VIVER LÁ
O título completo de VIVER LÁ é tão longo quanto grande parte das suas tomadas: “Vivir allí no es el infierno, es el fuego del desierto. La plenitud de la vida, que quedó ahí como un árbol“. Numa localidade erma do Deserto de Atacama, um velho camponês lida com suas cabras, galinhas, cachorro e cavalo. A câmera se mantém quase sempre muito afastada, numa postura de observação distante e experimental. Quase não se ouve palavra, exceto por monólogos do homem com os animais, uma rápida conversa e um misterioso off feminino.

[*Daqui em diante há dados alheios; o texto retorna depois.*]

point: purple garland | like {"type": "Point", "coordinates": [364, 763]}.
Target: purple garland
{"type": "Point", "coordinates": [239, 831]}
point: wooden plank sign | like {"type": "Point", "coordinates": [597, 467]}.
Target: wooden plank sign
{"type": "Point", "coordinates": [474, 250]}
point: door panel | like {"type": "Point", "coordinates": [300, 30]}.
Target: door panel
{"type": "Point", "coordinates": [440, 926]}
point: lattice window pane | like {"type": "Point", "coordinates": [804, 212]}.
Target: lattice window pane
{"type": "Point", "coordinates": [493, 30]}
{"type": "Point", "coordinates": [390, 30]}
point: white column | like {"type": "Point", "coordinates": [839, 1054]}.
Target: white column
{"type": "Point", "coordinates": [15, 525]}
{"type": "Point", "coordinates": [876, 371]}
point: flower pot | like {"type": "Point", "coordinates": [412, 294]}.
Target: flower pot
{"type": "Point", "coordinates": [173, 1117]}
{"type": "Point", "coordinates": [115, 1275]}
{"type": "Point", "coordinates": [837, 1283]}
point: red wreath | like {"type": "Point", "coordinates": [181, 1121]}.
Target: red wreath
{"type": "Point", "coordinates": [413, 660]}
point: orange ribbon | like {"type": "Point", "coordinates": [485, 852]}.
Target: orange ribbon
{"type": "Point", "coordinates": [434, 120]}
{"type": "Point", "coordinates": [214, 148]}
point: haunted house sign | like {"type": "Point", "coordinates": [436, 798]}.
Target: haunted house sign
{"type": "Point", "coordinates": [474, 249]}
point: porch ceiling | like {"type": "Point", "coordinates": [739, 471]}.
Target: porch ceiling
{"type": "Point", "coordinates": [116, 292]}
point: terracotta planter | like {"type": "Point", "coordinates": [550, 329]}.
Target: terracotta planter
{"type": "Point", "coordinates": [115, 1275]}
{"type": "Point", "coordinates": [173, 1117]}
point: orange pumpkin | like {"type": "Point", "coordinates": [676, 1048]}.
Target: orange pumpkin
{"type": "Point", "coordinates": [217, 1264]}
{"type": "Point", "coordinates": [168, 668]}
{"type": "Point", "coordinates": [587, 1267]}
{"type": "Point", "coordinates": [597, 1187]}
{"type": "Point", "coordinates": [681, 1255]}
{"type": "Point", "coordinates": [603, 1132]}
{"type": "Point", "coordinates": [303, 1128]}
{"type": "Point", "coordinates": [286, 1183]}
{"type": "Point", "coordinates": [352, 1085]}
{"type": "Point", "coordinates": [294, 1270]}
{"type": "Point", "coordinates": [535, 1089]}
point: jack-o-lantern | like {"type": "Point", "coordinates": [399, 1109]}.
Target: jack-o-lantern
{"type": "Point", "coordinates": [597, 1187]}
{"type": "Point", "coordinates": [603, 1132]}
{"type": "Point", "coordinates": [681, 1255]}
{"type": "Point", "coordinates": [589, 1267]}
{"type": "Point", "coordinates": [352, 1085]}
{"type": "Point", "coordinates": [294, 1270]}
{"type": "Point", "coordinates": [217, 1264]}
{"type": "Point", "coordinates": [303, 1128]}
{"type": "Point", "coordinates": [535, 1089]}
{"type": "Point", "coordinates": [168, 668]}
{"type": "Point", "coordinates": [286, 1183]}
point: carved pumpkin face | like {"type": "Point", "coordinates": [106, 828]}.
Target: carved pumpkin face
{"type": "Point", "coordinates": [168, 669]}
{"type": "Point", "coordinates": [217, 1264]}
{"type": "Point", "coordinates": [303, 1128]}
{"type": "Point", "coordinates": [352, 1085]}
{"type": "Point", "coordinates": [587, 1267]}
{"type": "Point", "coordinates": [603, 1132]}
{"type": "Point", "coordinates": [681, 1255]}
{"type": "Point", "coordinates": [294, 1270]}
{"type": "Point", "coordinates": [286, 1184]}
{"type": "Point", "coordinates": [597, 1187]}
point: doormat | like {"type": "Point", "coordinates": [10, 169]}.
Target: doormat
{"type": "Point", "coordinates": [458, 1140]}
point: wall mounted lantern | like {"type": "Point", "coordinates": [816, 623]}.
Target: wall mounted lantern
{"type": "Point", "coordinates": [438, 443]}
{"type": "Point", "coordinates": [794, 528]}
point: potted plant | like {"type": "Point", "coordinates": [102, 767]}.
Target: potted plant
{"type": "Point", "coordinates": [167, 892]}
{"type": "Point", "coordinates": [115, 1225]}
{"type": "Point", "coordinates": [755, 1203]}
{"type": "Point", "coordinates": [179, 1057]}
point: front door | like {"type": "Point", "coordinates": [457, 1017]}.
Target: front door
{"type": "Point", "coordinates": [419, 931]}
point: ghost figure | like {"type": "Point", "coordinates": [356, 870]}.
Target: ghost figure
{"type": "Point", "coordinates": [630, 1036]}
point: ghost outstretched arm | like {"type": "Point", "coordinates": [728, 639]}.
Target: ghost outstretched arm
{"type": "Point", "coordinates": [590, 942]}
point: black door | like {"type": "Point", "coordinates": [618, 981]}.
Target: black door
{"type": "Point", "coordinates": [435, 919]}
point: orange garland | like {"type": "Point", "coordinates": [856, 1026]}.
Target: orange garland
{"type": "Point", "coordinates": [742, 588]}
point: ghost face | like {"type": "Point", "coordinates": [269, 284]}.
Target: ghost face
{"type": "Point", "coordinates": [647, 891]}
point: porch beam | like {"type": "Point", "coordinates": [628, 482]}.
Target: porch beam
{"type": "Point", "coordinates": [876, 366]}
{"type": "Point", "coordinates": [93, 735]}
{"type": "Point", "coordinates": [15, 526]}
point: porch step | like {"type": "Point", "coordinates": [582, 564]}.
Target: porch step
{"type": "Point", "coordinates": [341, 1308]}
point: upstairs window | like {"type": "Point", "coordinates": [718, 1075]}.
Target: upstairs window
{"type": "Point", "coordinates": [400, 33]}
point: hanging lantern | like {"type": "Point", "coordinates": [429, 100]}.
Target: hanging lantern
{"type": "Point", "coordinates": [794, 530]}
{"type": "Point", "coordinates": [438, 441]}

Nessa coprodução chileno-brasileira, Javiera Veliz Fajardo propõe uma meditação muda sobre suas raízes atacamenhas. Sua câmera se detém não só sobre o camponês, mas também sobre as colinas nuas de Totoral, árvores, flores e um rio que – menciona-se – vez por outra provoca aluviões e destrói os olivais. A montagem organiza os longos planos gerais ora por cortes secos que lembram um poema de João Cabral de Melo Neto, ora por lentíssimas fusões que remetem à quase imperceptível passagem do tempo naquele lugar adormecido.
Essa poética do não acontecimento quer nos ensinar a não esperar nada além do que está dado no quadro. Ao contrário do calabrês As Quatro Voltas, com o qual a princípio se parece, não há um ciclo vital a ser acompanhado, nem surpresas no interior das cenas. O efeito pode ser imersivo pela beleza dos enquadramentos e a sedução do silêncio. Mas pode ser também decepcionante para quem não consegue lutar contra as expectativas.